Colossal Room-Temperature Ferroelectric Polarizations in SrTiO₃/SrRuO₃ Superlattices Induced by Oxygen Vacancies

Artificial superlattices have demonstrated many unique phenomena not found in bulk materials. For this investigation, SrTiO₃/SrRuO₃ paraelectric/metallic superlattices with various stacking periods were synthesized via pulsed laser deposition. A robust room-temperature ferroelectric polarization (∼46 μC/cm²) was found in the superlattices with 2 unit cell (u.c.) thick SrRuO₃ layers, despite the fact that neither SrTiO₃ nor SrRuO₃ is inherently ferroelectric. Results obtained from atomically resolved elemental mapping and X-ray photoelectron spectroscopy verified that oxygen vacancies accumulated at the SrTiO₃/SrRuO₃ interfaces, causing lattice distortions and increased tetragonality (c/a).
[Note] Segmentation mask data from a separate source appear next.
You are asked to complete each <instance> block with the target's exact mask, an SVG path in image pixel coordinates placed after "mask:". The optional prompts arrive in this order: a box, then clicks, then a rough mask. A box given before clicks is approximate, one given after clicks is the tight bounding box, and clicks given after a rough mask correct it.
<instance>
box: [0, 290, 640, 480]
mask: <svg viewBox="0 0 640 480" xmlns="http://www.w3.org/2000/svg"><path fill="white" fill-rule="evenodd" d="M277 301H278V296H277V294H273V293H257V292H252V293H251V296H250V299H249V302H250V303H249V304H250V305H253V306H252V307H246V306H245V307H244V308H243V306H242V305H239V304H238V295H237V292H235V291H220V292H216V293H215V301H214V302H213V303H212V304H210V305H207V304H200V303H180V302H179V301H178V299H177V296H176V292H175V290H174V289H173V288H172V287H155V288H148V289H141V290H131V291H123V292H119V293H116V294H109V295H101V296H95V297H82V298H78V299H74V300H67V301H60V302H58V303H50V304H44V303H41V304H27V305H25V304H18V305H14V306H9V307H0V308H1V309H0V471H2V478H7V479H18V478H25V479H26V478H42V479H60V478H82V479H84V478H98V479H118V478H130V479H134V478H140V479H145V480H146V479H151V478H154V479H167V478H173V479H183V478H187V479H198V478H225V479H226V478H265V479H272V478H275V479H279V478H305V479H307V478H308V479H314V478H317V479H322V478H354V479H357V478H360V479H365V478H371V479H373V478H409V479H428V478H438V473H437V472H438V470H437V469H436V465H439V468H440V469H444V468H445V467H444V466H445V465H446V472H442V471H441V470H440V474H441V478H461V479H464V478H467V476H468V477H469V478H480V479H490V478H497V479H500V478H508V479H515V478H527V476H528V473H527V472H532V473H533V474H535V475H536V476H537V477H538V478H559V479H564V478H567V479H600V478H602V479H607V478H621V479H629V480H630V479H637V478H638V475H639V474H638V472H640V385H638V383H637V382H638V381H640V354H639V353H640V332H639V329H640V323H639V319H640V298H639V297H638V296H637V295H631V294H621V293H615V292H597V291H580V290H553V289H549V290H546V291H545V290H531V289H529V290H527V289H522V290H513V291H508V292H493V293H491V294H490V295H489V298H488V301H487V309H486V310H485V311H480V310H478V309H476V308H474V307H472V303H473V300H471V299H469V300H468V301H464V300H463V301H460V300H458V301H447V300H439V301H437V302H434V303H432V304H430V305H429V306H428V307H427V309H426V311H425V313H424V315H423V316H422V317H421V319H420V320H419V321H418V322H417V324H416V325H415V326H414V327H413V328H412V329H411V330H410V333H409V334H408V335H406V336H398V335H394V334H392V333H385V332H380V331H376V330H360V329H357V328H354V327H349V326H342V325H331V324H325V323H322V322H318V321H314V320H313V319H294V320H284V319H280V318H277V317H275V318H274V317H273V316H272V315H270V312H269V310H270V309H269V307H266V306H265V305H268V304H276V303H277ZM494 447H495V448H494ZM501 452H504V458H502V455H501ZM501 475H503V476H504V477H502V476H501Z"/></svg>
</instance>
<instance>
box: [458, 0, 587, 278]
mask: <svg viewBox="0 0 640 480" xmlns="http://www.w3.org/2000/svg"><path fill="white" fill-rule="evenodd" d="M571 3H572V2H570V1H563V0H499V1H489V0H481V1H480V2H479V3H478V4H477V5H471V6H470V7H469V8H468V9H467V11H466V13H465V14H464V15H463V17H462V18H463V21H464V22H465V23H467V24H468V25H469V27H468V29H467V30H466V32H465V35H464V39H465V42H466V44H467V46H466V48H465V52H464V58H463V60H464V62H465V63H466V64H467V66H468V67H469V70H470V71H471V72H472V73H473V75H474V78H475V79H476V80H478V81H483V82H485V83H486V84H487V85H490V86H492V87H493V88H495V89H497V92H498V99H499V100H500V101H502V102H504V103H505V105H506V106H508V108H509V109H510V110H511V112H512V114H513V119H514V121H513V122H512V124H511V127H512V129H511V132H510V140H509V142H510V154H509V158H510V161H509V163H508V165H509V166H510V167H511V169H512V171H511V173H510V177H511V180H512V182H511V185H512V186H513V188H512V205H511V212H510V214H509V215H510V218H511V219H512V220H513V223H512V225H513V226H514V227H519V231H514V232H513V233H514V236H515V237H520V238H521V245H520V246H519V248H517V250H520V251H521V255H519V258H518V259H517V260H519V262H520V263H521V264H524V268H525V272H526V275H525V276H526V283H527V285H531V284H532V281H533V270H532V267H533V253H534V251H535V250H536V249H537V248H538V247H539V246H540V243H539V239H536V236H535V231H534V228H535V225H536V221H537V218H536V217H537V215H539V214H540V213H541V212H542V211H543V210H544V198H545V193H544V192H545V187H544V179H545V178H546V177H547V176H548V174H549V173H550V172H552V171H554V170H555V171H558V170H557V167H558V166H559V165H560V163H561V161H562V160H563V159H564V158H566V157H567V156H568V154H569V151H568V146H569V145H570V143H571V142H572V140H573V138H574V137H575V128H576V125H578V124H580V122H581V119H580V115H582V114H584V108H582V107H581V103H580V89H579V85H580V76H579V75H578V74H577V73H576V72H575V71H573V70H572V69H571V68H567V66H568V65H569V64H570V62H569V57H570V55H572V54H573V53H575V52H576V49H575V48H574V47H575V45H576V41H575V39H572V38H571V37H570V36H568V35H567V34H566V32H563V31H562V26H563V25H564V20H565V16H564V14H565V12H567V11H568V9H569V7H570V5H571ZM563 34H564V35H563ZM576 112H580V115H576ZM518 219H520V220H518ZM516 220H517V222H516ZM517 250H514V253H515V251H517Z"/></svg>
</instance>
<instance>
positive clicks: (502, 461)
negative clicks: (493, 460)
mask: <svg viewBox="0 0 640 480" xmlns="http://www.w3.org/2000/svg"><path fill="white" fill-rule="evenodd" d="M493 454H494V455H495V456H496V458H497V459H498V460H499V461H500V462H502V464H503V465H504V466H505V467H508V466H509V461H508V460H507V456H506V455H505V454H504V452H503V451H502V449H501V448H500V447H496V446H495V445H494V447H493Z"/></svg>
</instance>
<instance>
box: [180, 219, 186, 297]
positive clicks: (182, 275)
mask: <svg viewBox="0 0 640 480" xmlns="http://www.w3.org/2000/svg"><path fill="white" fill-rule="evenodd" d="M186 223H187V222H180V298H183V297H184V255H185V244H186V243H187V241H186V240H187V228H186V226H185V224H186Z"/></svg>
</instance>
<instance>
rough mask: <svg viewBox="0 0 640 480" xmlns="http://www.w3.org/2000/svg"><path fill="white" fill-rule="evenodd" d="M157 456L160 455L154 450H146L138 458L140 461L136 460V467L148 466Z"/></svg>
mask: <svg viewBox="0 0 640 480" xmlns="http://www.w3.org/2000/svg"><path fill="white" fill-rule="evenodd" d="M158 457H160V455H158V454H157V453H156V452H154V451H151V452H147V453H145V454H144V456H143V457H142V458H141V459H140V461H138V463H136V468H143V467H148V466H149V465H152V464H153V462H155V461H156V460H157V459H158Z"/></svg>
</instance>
The observed ferroelectric responses can be mainly attributed to the broken spatial inversion symmetry induced by the ordered distribution of oxygen vacancies at the SrTiO₃/SrRuO₃ interfaces, coupled with the triggering of external electric field. The resulting polarization mechanism induced by oxygen vacancies suggests viable ways for improving the electrical properties of ferroelectric materials, with the goal of expanding the functionality of a range of electronic devices.